Test the canal's ability to accumulate data, and if the canal can accumulate data, it does not require Message Queuing to accumulate.
Results found
1. If the data is not confirmed, it will be obtained from the first time after each connection, but it is inconvenient because the canal cannot get the data according to the time.
2. Since the canal maintains a connected ClientID, the data that has been connected will always fetch the next next time, which is continuous data. As long as you do not confirm the data, you will get the complete data when you re-add a connection.

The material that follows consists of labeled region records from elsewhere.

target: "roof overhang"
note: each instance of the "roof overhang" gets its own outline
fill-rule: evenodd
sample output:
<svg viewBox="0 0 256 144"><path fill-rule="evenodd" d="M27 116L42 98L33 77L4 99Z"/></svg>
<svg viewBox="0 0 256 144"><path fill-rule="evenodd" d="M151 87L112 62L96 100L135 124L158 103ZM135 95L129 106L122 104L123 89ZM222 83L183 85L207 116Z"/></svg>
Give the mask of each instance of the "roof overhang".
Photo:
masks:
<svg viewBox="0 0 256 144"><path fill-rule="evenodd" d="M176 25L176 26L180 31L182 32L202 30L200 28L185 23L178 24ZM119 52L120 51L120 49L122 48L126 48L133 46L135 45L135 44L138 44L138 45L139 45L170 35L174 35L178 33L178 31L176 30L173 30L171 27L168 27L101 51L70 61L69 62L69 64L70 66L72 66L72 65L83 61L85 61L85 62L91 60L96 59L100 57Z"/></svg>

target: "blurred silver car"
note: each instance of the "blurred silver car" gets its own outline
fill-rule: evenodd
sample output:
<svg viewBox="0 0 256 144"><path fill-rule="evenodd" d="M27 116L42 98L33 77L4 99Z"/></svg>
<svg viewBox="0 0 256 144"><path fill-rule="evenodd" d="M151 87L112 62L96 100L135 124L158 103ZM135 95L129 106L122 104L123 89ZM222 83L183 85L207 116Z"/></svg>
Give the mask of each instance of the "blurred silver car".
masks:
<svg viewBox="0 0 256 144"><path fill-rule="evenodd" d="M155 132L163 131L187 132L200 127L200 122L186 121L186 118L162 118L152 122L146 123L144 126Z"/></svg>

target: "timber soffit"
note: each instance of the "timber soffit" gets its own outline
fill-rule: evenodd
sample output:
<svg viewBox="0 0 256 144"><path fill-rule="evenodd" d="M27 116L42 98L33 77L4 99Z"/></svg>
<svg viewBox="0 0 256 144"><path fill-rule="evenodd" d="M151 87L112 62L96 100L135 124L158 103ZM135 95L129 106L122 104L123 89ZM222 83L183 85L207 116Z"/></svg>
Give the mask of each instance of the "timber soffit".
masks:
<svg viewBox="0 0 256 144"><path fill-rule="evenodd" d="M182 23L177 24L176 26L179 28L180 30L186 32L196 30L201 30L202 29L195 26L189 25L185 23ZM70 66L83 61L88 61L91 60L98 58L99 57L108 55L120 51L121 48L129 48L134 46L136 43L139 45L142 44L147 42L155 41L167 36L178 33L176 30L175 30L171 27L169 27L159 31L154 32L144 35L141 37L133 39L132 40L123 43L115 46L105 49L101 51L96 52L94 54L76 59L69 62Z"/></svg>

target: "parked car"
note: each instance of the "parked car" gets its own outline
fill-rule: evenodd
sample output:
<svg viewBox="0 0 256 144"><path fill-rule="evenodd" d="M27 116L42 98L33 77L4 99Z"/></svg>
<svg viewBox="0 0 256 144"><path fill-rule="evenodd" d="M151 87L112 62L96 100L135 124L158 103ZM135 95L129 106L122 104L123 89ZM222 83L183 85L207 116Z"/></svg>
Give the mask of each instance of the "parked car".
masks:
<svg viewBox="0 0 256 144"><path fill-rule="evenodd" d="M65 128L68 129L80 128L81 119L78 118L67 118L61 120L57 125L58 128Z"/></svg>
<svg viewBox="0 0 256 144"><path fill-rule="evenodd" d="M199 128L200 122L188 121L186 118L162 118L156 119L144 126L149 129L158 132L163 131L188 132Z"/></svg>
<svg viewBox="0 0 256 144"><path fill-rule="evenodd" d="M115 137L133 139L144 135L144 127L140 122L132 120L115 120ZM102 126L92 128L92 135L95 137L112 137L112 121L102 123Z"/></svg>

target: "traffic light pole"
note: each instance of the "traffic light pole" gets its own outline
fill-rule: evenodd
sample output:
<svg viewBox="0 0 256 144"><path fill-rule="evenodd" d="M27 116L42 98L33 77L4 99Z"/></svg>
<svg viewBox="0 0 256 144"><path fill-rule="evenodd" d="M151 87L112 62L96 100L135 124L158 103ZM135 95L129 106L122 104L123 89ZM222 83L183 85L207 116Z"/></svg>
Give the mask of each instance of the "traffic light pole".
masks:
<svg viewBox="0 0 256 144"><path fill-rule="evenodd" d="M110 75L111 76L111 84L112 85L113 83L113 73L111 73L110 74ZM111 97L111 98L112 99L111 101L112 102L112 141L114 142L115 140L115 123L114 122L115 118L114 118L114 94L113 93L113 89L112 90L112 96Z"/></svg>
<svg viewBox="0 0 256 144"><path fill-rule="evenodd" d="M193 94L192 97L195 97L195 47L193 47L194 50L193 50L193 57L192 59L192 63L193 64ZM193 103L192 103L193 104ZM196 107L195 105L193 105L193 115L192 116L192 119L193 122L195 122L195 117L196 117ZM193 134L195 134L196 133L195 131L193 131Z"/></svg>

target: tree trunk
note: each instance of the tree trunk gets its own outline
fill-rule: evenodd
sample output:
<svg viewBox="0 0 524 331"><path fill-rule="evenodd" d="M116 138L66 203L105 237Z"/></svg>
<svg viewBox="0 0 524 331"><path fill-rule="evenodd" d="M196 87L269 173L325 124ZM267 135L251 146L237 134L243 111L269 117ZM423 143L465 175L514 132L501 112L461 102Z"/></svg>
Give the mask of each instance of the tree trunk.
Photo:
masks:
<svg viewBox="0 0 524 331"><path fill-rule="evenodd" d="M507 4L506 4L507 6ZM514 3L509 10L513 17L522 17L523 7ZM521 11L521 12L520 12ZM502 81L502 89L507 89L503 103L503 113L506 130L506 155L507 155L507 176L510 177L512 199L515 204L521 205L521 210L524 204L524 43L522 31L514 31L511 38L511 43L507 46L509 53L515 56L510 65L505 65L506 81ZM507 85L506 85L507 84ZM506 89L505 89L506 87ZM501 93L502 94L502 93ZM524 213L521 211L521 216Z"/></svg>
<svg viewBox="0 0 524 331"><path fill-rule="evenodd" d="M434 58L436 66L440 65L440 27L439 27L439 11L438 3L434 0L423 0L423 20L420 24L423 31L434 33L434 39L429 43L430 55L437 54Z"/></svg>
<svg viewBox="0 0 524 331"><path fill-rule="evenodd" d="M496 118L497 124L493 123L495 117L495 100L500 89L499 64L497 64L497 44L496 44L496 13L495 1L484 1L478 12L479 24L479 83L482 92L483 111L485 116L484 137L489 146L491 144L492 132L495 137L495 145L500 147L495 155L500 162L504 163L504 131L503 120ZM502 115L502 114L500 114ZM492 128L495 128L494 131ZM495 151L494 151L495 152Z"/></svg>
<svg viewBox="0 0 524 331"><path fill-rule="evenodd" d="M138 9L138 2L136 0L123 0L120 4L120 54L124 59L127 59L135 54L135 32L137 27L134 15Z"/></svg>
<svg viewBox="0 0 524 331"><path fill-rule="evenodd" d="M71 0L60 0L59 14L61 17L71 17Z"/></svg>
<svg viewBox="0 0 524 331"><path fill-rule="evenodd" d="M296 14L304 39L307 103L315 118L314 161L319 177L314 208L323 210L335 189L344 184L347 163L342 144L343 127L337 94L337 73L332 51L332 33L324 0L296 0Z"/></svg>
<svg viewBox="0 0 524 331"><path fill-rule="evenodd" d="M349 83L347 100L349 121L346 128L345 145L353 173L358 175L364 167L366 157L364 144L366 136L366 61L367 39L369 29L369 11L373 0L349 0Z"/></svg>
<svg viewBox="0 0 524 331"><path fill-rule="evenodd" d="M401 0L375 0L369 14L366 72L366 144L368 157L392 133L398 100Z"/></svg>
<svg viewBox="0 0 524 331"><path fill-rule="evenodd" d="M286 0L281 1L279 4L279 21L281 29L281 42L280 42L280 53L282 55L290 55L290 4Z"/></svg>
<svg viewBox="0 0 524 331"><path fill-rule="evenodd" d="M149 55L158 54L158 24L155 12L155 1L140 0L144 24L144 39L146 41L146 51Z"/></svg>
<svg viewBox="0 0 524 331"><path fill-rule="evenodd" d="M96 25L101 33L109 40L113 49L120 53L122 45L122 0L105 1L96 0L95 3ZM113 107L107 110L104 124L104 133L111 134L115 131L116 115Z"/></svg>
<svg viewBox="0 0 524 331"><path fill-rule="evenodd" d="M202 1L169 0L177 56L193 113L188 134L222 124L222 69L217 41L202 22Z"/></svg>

3. In addition, Canal uses File-instance.xml by default, so even if the canal is kiil-9 and restarted, the data will still exist.
4. According to the above points, if you are happy, you can consider recording BatchId and time, you can accumulate a lot of days of data, and then according to the point of time to confirm the data.
5. Today, we have heard the real-time price search framework for the Art Dragon tour of the Global Developers Conference. They do a full index every 1 hours, with incremental indexes every 1 minutes, with real-time indexing per second (they're pulled from the database, or using Ali's Canal or other similar software).
6. So based on the above, if the canal does not hang up after accumulating large amounts of data, perhaps you can consider writing it yourself.
7. The experiment found that when the canal was synchronizing the data, about 100,000 of the accumulated data was slower, and more than 200,000 was very slow. When the data is inserted synchronously, as long as 10,000 will lead to suspended animation, it is necessary to confirm the data before continuing to obtain synchronization data.
8. In addition, due to data accumulation and the canal does not provide access to data through time points, it will get all the data once reconnected, which will result in very slow and very slow access to data, or even death. (or you can expand the source code to achieve the point of time, but the canal accumulation data ability really not)
9. The final result confirms that this approach is unrealistic in the canal. Whether the canal's memory is 1G or 4G, the result is the same. Therefore, it is necessary to use Message Queuing for data accumulation, such as Kafka and ROCKETMQ Message Queuing.
10. The large companies have verified the data accumulation capabilities of Kafka and ROCKETMQ, but I will verify it once again about our use.